While the internet has made global reach easier, there’s a crucial element that many businesses overlook: language. So this is where the power of multi-language support comes into play. 

By offering content in multiple languages, not only do you make your website accessible to a broader audience, but you also build trust, increase your brand awareness, and tap into markets that were previously out of reach.

So in this blog post, we’ll delve into the importance of leveraging multi-language support on your website, the potential growth it can bring, and how to effectively implement it. 

Whether you’re a small business or a large enterprise, going global with multi-language support can be a game-changer for your online presence.

Let’s get into it.

What Exactly Multi-Language Support means

Let’s start with a simple question: If you had a physical store, would you turn away customers just because they spoke a different language? Probably not. You’d find ways to communicate, maybe even hire multilingual staff.
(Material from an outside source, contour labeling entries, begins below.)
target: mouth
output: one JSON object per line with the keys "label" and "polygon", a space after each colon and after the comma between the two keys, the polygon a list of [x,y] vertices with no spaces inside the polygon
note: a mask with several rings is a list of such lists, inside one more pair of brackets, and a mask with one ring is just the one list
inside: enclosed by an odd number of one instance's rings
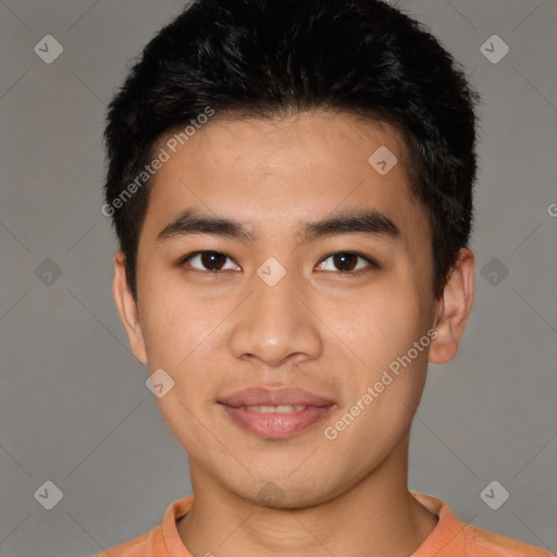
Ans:
{"label": "mouth", "polygon": [[264,438],[292,437],[323,420],[336,406],[298,388],[249,388],[218,403],[237,426]]}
So, why should your online store be any different?

Graham Grieve, Scottish Travel Blogger at My Voyage Scotland, says, “Many businesses operate under the assumption that English is the ‘universal’ language of the web. And while it’s true that a significant portion of online content is in English, it’s a mistake to think that everyone prefers to browse in English.”

For instance, did you know that while there are over 1.2 billion English speakers worldwide, only about 360 million of them are native speakers? That leaves a vast majority who might understand English but would feel more comfortable in their native tongue.
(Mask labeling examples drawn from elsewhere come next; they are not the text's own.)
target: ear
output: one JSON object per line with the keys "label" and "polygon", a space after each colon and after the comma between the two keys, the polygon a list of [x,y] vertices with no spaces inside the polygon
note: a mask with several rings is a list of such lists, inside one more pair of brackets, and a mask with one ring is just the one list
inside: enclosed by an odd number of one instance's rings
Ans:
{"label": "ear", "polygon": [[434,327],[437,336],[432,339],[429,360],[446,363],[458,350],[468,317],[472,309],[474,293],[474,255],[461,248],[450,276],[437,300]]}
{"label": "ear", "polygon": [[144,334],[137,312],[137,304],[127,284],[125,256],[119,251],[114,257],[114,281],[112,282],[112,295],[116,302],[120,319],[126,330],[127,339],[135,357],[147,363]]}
Let’s take China as an example. With its booming economy and a vast population of internet users, it’s a goldmine for businesses to monetize their websites. But here’s the catch: the majority of Chinese internet users prefer content in Mandarin. 
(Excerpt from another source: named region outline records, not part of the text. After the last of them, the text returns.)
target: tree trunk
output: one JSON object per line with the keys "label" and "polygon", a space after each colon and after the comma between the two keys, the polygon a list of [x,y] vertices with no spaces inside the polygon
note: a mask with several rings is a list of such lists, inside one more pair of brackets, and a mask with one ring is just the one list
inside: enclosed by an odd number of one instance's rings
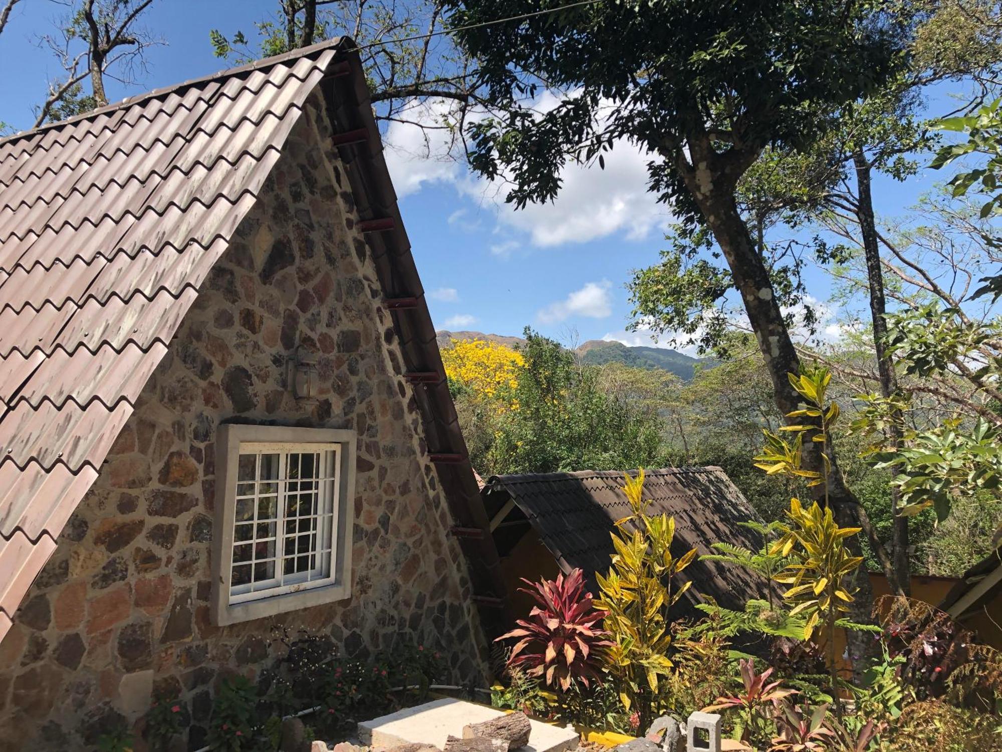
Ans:
{"label": "tree trunk", "polygon": [[101,69],[101,59],[90,56],[90,87],[94,93],[94,108],[103,107],[108,103],[104,93],[104,71]]}
{"label": "tree trunk", "polygon": [[286,14],[286,45],[289,49],[297,48],[296,14],[299,13],[297,0],[283,0],[282,10]]}
{"label": "tree trunk", "polygon": [[[880,261],[880,242],[877,237],[877,222],[874,215],[873,195],[870,190],[870,164],[862,149],[853,154],[856,165],[856,182],[859,194],[856,216],[860,223],[860,234],[863,238],[863,251],[867,262],[867,279],[870,283],[870,315],[873,320],[874,348],[877,353],[877,370],[880,374],[880,391],[885,397],[891,397],[898,392],[898,376],[894,370],[894,361],[887,352],[887,302],[884,299],[884,276]],[[903,416],[900,410],[894,410],[891,415],[891,425],[887,438],[895,449],[900,449],[904,443],[901,425]],[[888,584],[892,592],[900,596],[911,595],[912,585],[908,558],[908,517],[898,508],[899,494],[897,488],[891,489],[891,514],[893,515],[893,531],[891,540],[891,556],[894,562],[894,578],[888,573]]]}
{"label": "tree trunk", "polygon": [[[800,394],[791,385],[788,377],[788,374],[800,371],[800,358],[774,295],[769,270],[748,234],[747,226],[741,219],[733,193],[726,190],[713,193],[715,195],[707,196],[705,193],[693,192],[706,223],[730,267],[734,286],[744,303],[744,310],[773,381],[776,405],[786,416],[787,413],[798,409],[801,402]],[[784,419],[788,425],[805,422],[801,418]],[[843,481],[834,449],[829,447],[828,452],[832,463],[827,484],[828,502],[833,507],[833,514],[841,526],[862,526],[870,538],[874,551],[882,558],[885,570],[890,570],[887,551],[877,538],[865,510]],[[821,453],[821,445],[818,442],[806,441],[803,452],[804,466],[823,472]],[[815,500],[823,504],[826,502],[823,486],[814,486],[813,492]],[[855,538],[847,540],[847,547],[855,555],[860,554],[860,544]],[[852,610],[850,616],[856,622],[870,622],[874,603],[870,579],[862,577],[858,585],[860,590],[856,600],[850,605]],[[862,659],[874,655],[875,641],[865,633],[847,631],[847,638],[851,658]],[[863,663],[861,660],[853,660],[854,674],[862,673]]]}
{"label": "tree trunk", "polygon": [[504,739],[459,739],[450,736],[445,741],[445,752],[508,752],[508,742]]}
{"label": "tree trunk", "polygon": [[301,47],[309,47],[313,44],[317,34],[317,0],[306,0],[303,14],[303,43]]}
{"label": "tree trunk", "polygon": [[508,749],[518,749],[529,743],[532,724],[525,713],[509,713],[482,723],[471,723],[463,727],[464,739],[504,739]]}
{"label": "tree trunk", "polygon": [[88,39],[90,89],[94,96],[94,107],[103,107],[108,103],[108,97],[104,93],[104,58],[108,53],[110,39],[106,40],[107,43],[102,43],[101,30],[97,24],[97,18],[94,16],[94,0],[88,0],[84,4],[83,17],[90,32]]}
By not offering a Mandarin version of your website, you’re potentially missing out on reaching a significant portion of over 800 million internet users! 

Benefits of Utilizing Multi-language Support

Without further ado, let’s delve into the benefits of having multi-language support on your website:

#1 There’s a Rise of Other Languages in the Digital Space

diversity of languages in digital space: infography
Source: Statista

The linguistic diversity is expanding. Spanish, for instance, is the second most spoken language online, with over 300 million users. Then there’s Arabic, a language that has seen a whopping 2500% growth in its online presence since 2000. And we can’t forget Hindi, Russian, Portuguese, and many others that are steadily carving out their space on the web.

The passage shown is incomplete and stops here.